Abstract
Background
The AIDS Control Program (ACP) in Uganda has spearheaded the national health sector HIV response for the last three decades. ACP has developed, revised and implemented various HIV prevention, care and treatment policies in order to keep interventions relevant to the changing dynamics of the HIV epidemic. However, the ACP team and partners remain concerned about the lengthy policy development processes. This study documented the policy development and revision processes to identify strengths and weaknesses in order to inform adjustments as Uganda embraces the move to ‘zero’ HIV infections.
Methods
Data was collected through a review of the relevant policy documents and key informant interviews with the five program officers involved in the recently developed Safe Male Circumcision (SMC) policy and the recently revised HIV Counseling and Testing (HCT) policy. Qualitative data was analyzed manually using pre-determined themes.
Results
Development and revision of the SMC and HCT policies followed similar processes that included a series of meetings between senior management and a selected technical working group. However, the gaps included: i) inadequate awareness of the existence of national policy development and management guidelines; ii) limited engagement of the policy analysis unit in the policy development/revision processes; iii) inadequate tracking and evaluation of the policies before revision or development of new related policies; iv) lack of specific protocols/standard operating procedures (SOPs); and, v) limited indigenous funding for the entire policy development processes which contributed to non-adherence to the anticipated timelines.
Conclusions
Policy development and revision of the SMC and HCT policies followed similar processes. Gaps identified included lack of protocols/SOPs for the processes and limited indigenous funding to support adherence to anticipated timelines. We recommend active involvement of the policy analysis unit in all policy processes. Specific protocols/SOPs for development, analysis, revision, implementation, monitoring, evaluation and impact assessment processes should be developed prior to commencement of the activities.

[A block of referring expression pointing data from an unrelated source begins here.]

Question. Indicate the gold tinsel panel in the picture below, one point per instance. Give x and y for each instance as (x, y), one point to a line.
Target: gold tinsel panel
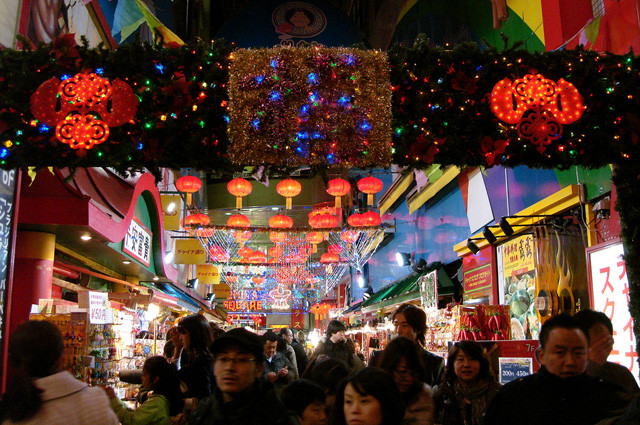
(314, 106)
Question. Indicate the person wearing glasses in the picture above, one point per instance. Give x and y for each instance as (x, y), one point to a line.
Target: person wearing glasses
(240, 396)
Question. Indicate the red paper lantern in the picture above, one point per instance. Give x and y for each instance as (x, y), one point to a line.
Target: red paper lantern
(245, 251)
(370, 185)
(280, 221)
(355, 220)
(243, 237)
(371, 218)
(329, 257)
(314, 238)
(338, 188)
(289, 188)
(335, 249)
(278, 237)
(239, 187)
(349, 236)
(188, 185)
(238, 220)
(257, 257)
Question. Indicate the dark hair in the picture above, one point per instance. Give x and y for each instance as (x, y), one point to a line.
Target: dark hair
(199, 334)
(416, 318)
(563, 321)
(379, 384)
(334, 327)
(587, 318)
(471, 349)
(402, 348)
(269, 336)
(168, 383)
(326, 372)
(34, 350)
(301, 393)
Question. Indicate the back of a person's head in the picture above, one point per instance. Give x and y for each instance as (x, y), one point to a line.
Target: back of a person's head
(35, 347)
(560, 321)
(399, 349)
(377, 383)
(327, 372)
(167, 384)
(588, 318)
(301, 393)
(334, 327)
(474, 351)
(416, 318)
(269, 336)
(199, 333)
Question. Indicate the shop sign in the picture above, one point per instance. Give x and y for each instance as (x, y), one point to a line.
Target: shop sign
(207, 274)
(297, 318)
(428, 285)
(98, 308)
(609, 289)
(478, 282)
(189, 251)
(237, 305)
(221, 290)
(137, 242)
(171, 211)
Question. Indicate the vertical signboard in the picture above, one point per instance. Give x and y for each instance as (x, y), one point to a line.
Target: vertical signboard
(7, 197)
(609, 290)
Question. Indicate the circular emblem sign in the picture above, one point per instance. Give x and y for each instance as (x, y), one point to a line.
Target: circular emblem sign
(298, 19)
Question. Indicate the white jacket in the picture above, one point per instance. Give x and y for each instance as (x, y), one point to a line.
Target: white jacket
(67, 401)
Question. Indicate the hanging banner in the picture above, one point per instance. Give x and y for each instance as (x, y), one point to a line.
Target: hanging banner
(137, 242)
(609, 291)
(207, 274)
(189, 251)
(297, 318)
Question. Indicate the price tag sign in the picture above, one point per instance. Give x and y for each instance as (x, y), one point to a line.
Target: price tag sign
(512, 368)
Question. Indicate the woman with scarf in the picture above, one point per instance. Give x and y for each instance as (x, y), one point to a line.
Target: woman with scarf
(467, 388)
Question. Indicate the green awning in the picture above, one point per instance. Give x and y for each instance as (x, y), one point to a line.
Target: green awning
(405, 290)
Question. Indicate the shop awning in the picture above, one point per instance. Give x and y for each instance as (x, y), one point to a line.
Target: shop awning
(404, 290)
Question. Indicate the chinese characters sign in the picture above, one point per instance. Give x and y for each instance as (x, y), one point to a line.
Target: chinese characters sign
(137, 242)
(610, 294)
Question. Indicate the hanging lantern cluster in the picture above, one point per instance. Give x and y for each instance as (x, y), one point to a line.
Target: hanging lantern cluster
(370, 185)
(239, 188)
(188, 185)
(289, 188)
(338, 188)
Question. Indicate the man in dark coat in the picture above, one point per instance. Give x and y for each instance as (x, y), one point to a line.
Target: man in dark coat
(560, 392)
(240, 397)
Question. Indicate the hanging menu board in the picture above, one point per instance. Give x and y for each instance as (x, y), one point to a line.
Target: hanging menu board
(7, 194)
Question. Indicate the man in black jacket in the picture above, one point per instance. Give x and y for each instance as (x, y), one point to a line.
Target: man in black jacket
(240, 397)
(560, 392)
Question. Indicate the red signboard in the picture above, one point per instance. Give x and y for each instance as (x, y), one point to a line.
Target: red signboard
(297, 318)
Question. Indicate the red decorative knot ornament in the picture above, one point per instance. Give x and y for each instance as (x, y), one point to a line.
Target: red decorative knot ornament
(538, 106)
(289, 188)
(239, 187)
(83, 107)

Keywords: Health policy, Policy development, Policy processes, Policy revision
Introduction
Over the last three decades, the response to the HIV/AIDS epidemic in Uganda has led to a reduction in HIV prevalence from 18% in the early 1980s to 7.3% in 2011 [1]. Significant achievements have been realized in some indicators; for example knowledge of HIV sero-status among adult women increased from 13% in 2004 to 66% in 2011, and from 11% to 45% among adult men [1]. The Uganda HIV response is attributable to both national and international commitment to control the global HIV epidemic in Africa. As part of the national health sector HIV response in Uganda, the AIDS Control Program (ACP) has developed and revised several HIV/AIDS prevention, care and treatment policies to improve the lives of people living with HIV/AIDS. However, the ACP team and partners remain concerned about the fact that the policy development/revision processes often take longer than the anticipated period. Subsequently, these delays affect timely implementation of critical evidence-based interventions and may partly explain the current stagnation of HIV prevalence [1]. With the move to ‘zero’ HIV infections, Uganda needs to document and review previous successes and challenges faced in HIV policy development and review processes in order to inform the formulation of strategies to strengthen policy development/revision systems in ACP and the entire Ministry of Health (MoH).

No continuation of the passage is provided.